Am 12. September ist bundesweit – und natürlich auch in Hamburg – Tag des offenen Denkmals. Wir sprachen über den Stellenwert von Denkmälern mit Dr. Anna Joss, Leiterin des Denkmalschutzamtes und Irina von Jagow, Geschäftsführerin der Stiftung Denkmalpflege.

In diesem Jahr steht dieser Tag unter dem Motto „Sein und Schein in Geschichte, Architektur und Denkmalpflege. Was verbinden Sie persönlich mit diesem Motto?

Anna Joss: Mich begeistert das Unscheinbare oft mehr als der Schein: Die Schönheit gut gemachter Details und solides Handwerk. Zur überlieferten Baukultur Hamburgs gehört ja auch weniger die „vorgetäuschte“ Architektur wie die einer barocken Decke, sondern das gekonnte Farbenspiel einer Klinkerfassade oder ein gut gemachtes Reetdach.

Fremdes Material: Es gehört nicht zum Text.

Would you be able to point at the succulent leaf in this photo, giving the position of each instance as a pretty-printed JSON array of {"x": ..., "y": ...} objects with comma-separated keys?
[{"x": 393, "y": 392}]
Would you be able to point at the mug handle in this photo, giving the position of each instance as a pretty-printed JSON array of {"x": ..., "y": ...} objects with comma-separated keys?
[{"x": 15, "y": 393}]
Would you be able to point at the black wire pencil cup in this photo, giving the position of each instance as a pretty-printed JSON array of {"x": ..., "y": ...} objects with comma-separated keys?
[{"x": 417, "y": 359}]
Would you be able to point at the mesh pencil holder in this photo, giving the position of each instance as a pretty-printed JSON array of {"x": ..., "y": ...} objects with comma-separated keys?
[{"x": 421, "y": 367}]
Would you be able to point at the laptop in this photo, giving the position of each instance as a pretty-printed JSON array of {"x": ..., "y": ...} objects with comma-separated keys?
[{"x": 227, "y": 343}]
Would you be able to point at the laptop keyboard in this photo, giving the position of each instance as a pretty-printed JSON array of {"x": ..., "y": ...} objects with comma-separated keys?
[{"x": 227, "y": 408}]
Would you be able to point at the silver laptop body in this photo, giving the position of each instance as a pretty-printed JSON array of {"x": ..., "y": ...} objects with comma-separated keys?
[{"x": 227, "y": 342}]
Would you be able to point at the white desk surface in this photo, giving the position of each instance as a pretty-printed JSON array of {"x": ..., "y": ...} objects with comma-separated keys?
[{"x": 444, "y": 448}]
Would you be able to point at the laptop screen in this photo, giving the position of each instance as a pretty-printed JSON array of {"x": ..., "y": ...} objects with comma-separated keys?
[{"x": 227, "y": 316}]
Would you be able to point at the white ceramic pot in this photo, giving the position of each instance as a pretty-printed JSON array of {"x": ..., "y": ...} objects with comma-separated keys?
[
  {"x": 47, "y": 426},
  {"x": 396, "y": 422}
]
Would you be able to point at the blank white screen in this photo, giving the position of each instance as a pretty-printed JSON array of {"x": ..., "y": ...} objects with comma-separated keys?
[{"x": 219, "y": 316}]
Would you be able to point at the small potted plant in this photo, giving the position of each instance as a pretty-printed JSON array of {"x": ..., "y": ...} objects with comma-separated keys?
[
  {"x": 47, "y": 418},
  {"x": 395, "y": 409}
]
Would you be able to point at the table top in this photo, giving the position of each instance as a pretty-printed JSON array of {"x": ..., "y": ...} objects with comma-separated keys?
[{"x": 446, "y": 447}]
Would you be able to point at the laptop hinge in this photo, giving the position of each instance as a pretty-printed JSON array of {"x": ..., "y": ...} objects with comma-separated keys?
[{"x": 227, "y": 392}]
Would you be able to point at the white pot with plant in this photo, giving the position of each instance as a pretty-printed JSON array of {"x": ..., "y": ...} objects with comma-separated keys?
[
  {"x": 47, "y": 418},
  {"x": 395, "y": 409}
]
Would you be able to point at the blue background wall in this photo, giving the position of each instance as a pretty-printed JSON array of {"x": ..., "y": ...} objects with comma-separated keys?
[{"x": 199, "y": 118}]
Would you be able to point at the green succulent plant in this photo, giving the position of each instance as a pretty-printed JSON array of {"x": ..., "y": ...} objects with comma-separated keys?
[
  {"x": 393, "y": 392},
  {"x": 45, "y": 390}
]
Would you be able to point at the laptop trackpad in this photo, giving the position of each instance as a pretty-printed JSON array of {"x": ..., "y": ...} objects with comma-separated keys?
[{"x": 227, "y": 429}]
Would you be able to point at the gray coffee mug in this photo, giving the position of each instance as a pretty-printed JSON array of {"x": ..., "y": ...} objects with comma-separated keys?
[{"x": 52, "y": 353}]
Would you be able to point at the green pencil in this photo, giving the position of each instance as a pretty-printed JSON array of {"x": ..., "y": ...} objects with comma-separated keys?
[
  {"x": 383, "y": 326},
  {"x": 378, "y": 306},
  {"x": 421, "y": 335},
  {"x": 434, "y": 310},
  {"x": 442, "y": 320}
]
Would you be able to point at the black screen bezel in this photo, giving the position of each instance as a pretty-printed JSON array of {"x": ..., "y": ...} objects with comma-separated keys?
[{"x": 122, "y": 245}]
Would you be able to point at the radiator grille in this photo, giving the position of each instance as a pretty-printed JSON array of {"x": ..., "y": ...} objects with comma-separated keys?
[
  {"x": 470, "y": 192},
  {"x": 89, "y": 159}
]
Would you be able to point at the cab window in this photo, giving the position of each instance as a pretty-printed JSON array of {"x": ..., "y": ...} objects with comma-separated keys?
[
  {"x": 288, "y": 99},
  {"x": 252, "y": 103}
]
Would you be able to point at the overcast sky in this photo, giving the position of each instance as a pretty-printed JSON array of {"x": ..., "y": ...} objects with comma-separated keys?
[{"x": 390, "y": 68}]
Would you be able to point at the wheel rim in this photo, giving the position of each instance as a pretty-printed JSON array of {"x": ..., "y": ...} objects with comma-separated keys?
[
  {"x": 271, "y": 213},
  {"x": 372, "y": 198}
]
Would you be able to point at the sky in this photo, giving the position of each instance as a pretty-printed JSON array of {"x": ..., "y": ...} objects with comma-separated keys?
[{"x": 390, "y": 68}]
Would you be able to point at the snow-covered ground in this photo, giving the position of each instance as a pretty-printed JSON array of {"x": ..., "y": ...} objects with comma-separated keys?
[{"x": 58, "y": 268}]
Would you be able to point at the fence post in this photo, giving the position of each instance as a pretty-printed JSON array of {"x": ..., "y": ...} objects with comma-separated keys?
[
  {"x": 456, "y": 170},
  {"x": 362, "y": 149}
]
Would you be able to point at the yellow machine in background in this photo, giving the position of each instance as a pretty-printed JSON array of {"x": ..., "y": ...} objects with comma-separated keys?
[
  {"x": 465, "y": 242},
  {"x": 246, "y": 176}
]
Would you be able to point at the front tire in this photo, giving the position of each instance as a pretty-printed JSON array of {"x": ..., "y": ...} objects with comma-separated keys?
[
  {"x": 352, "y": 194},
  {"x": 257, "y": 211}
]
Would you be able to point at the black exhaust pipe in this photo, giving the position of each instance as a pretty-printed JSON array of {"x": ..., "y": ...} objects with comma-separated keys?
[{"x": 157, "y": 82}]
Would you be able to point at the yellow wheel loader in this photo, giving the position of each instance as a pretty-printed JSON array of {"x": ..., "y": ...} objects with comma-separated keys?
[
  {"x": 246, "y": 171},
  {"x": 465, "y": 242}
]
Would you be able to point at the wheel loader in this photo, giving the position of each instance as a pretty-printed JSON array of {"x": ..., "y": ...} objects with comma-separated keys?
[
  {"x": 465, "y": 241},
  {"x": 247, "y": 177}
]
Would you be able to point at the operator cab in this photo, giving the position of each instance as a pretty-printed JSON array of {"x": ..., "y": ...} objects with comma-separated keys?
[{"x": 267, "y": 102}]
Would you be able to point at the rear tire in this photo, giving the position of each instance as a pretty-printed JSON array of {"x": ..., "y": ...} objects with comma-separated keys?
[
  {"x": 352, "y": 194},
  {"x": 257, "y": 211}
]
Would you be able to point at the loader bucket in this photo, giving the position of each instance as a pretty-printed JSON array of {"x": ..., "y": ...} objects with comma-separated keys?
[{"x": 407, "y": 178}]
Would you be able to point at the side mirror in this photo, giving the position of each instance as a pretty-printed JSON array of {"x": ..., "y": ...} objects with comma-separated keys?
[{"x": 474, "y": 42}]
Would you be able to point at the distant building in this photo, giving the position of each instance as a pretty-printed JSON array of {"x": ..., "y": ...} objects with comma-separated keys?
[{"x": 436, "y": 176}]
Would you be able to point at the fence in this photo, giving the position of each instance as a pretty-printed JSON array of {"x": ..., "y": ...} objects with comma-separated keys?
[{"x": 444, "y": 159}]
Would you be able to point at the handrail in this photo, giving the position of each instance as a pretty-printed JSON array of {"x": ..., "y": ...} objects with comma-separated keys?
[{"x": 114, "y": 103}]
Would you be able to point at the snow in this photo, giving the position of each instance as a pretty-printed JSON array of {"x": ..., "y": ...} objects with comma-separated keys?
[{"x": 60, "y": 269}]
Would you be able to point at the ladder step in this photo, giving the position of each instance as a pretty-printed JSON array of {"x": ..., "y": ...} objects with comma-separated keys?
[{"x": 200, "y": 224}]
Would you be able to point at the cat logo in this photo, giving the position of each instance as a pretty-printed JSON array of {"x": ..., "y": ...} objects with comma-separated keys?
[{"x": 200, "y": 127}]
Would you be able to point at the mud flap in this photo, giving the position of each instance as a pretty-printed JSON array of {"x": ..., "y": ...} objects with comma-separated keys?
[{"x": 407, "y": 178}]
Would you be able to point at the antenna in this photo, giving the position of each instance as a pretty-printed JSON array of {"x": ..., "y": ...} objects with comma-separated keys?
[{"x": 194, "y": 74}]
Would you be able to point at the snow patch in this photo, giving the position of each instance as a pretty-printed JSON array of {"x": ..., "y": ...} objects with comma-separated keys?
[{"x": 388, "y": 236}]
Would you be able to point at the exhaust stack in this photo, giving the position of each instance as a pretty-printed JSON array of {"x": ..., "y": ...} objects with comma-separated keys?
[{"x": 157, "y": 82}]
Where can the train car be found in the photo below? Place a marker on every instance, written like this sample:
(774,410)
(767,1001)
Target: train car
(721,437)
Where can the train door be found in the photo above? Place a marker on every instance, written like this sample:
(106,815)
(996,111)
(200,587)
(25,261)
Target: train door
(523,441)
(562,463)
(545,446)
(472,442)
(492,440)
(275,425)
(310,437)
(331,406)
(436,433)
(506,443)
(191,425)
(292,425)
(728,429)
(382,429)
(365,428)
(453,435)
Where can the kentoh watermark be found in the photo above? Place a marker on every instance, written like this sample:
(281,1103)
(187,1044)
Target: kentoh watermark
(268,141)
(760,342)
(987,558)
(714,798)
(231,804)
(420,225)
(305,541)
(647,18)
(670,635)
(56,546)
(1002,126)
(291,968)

Irina von Jagow: Sein und Schein ist eines der interessantesten Themen der Kunst- und Kulturgeschichte: Von den Scheintüren in den Pharaonengräbern zum Spiel mit Illusionen im Barock und zum Surrealismus begegnet man ihm immer wieder. Mein Hamburger Beispiel ist aber handfester: Die Speicherstadt, die modernste Lagertechnik mit dem Erscheinungsbild einer historischen Hansestadt verbindet und ja tatsächlich ein Stadtviertel aus der Zeit des Barock ersetzte. Dessen Spolien, die schönsten Portale und Bauplastik findet man übrigens an vielen Hamburger Kaufmannshäusern und am Museum für Hamburgische Geschichte verbaut wieder.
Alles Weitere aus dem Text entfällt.